Hash_map is a hash table that occupies more memory and is more efficient in searching, but it takes a lot of time to hash.
In general, the hash_map search speed is faster than that of map, and the basic search speed and data volume size belong to the constant level, while the map search speed is at the log (n) level. Not necessarily, constants are smaller than log (n), and the time consumption of hash functions is also time-consuming. See, if you consider efficiency, especially when the number of elements reaches a certain order of magnitude, consider hash_map. However, if you are very strict with the memory usage and want the program to consume as little memory as possible, be careful. hash_map may embarrass you, especially when you have many hash_map objects, you cannot control it, and the construction speed of hash_map is slow.
Do you know how to choose? Weigh three factors: search speed, data volume, and memory usage.

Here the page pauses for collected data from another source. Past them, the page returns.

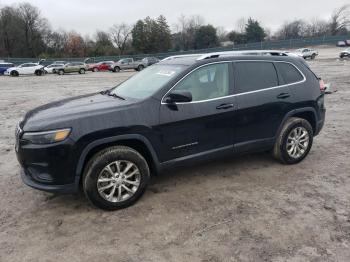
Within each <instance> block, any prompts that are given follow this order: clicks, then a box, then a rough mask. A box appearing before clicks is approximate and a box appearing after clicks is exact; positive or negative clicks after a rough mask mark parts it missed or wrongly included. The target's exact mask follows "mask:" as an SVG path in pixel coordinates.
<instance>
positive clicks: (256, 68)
mask: <svg viewBox="0 0 350 262" xmlns="http://www.w3.org/2000/svg"><path fill="white" fill-rule="evenodd" d="M275 86H278V78H277V73H276V69H275V67H274V65H273V64H272V63H271V62H250V61H247V62H236V63H235V89H236V93H244V92H250V91H256V90H260V89H264V88H269V87H275Z"/></svg>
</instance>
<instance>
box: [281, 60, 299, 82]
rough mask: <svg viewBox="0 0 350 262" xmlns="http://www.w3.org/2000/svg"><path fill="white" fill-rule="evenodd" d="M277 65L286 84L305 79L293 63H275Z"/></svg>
mask: <svg viewBox="0 0 350 262" xmlns="http://www.w3.org/2000/svg"><path fill="white" fill-rule="evenodd" d="M275 66H276V68H277V70H278V71H279V73H280V75H281V77H282V79H283V82H284V84H291V83H296V82H300V81H302V80H303V79H304V77H303V76H302V75H301V74H300V72H299V71H298V70H297V69H296V68H295V66H293V65H292V64H288V63H283V62H280V63H275Z"/></svg>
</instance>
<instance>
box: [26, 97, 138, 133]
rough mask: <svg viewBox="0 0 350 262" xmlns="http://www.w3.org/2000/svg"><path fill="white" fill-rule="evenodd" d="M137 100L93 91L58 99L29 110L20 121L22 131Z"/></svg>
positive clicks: (88, 115) (99, 112) (68, 119)
mask: <svg viewBox="0 0 350 262" xmlns="http://www.w3.org/2000/svg"><path fill="white" fill-rule="evenodd" d="M137 101H138V100H130V99H128V100H121V99H118V98H115V97H111V96H107V95H102V94H101V93H94V94H88V95H82V96H78V97H73V98H69V99H64V100H60V101H57V102H53V103H49V104H46V105H43V106H40V107H37V108H35V109H33V110H31V111H29V112H28V113H27V114H26V115H25V117H24V120H23V121H22V122H21V123H20V126H21V128H22V129H23V130H24V131H41V130H45V129H48V128H51V127H52V126H57V125H59V124H60V123H66V122H74V121H76V120H77V119H80V118H84V117H89V116H92V115H99V114H104V113H106V112H112V111H117V110H118V109H119V110H120V109H123V108H127V107H128V106H130V105H132V104H134V103H135V102H137Z"/></svg>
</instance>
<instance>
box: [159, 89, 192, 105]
mask: <svg viewBox="0 0 350 262" xmlns="http://www.w3.org/2000/svg"><path fill="white" fill-rule="evenodd" d="M191 101H192V94H191V92H189V91H183V90H176V91H172V92H171V93H169V94H168V95H167V97H166V99H165V102H166V103H168V104H174V103H188V102H191Z"/></svg>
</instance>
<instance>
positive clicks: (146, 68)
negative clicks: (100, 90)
mask: <svg viewBox="0 0 350 262" xmlns="http://www.w3.org/2000/svg"><path fill="white" fill-rule="evenodd" d="M185 68H186V67H185V66H183V65H153V66H151V67H148V68H146V69H144V70H142V71H141V72H140V73H137V74H136V75H134V76H132V77H131V78H129V79H128V80H126V81H125V82H123V83H121V84H120V85H119V86H117V87H116V88H114V89H113V90H112V91H111V94H115V95H118V96H121V97H129V98H135V99H144V98H147V97H149V96H151V95H153V94H154V93H155V92H156V91H158V90H159V89H161V88H162V87H163V86H164V85H166V84H167V83H168V82H169V81H170V80H172V79H173V78H175V77H176V76H177V75H179V74H180V73H181V72H182V71H183V70H184V69H185Z"/></svg>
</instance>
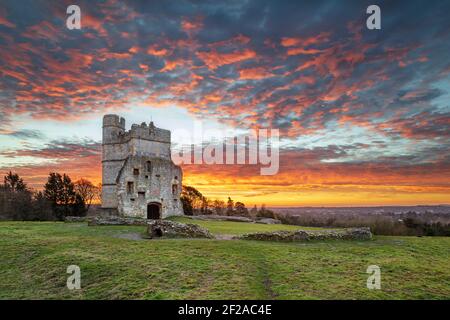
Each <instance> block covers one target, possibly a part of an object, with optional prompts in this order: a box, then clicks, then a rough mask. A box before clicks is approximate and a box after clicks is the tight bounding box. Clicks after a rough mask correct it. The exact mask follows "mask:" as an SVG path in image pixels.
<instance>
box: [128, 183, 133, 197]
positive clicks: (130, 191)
mask: <svg viewBox="0 0 450 320" xmlns="http://www.w3.org/2000/svg"><path fill="white" fill-rule="evenodd" d="M127 192H128V194H132V193H133V192H134V183H133V182H132V181H128V183H127Z"/></svg>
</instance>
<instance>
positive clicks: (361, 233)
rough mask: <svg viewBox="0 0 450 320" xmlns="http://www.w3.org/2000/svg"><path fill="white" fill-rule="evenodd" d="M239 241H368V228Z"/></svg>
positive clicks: (261, 236) (368, 234)
mask: <svg viewBox="0 0 450 320" xmlns="http://www.w3.org/2000/svg"><path fill="white" fill-rule="evenodd" d="M235 239H240V240H260V241H286V242H289V241H290V242H293V241H311V240H370V239H372V233H371V232H370V229H369V228H351V229H342V230H317V231H316V230H296V231H273V232H257V233H249V234H244V235H241V236H237V237H235Z"/></svg>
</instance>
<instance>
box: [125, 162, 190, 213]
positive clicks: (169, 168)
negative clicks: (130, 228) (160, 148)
mask: <svg viewBox="0 0 450 320" xmlns="http://www.w3.org/2000/svg"><path fill="white" fill-rule="evenodd" d="M149 162H150V166H151V171H149V170H148V167H147V166H148V163H149ZM136 173H137V174H136ZM175 178H177V179H175ZM181 179H182V172H181V168H180V167H178V166H175V165H174V164H173V163H172V162H171V161H168V160H164V159H160V158H152V157H137V156H136V157H132V156H130V157H129V158H128V159H127V161H126V163H125V165H124V167H123V170H121V173H120V175H119V178H118V184H117V186H118V187H117V196H118V199H119V205H118V208H119V214H120V215H123V216H128V217H142V218H144V217H146V216H147V204H149V203H150V202H156V203H159V204H160V205H161V214H162V218H165V217H168V216H171V215H182V214H183V208H182V204H181V201H180V194H181ZM129 183H132V186H133V187H132V190H130V188H129ZM174 185H176V188H175V189H176V192H175V193H173V192H172V191H174V190H173V189H172V188H173V186H174Z"/></svg>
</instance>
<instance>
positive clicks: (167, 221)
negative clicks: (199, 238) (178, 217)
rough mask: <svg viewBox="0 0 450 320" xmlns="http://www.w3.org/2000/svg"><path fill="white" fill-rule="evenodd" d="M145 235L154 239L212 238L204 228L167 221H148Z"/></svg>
mask: <svg viewBox="0 0 450 320" xmlns="http://www.w3.org/2000/svg"><path fill="white" fill-rule="evenodd" d="M147 235H148V237H149V238H150V239H154V238H161V237H164V238H207V239H213V238H214V236H213V235H212V234H211V233H210V232H209V231H208V230H207V229H205V228H202V227H200V226H198V225H196V224H190V223H187V224H186V223H180V222H175V221H169V220H150V221H149V222H148V227H147Z"/></svg>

Trie tree double array dictionary Search Tree
The trie tree can be used for both general dictionary search and index search.
Each node is equivalent to a status of DFA, and the end state is the end of the search. The process of sequential search is equivalent to constant state conversion.
For a given string A1, A2, A3,..., An, The trie tree search can be used to perform a search after N times. However, it seems that the search efficiency of Tree B is not high, and the complexity of the search algorithm of Tree B is logt (n + 1/2). When T tends to be large, the search efficiency becomes more efficient. No wonder DB2's access memory is set to a page size of the virtual memory, and the frame switching frequency is reduced, without frequent page switching.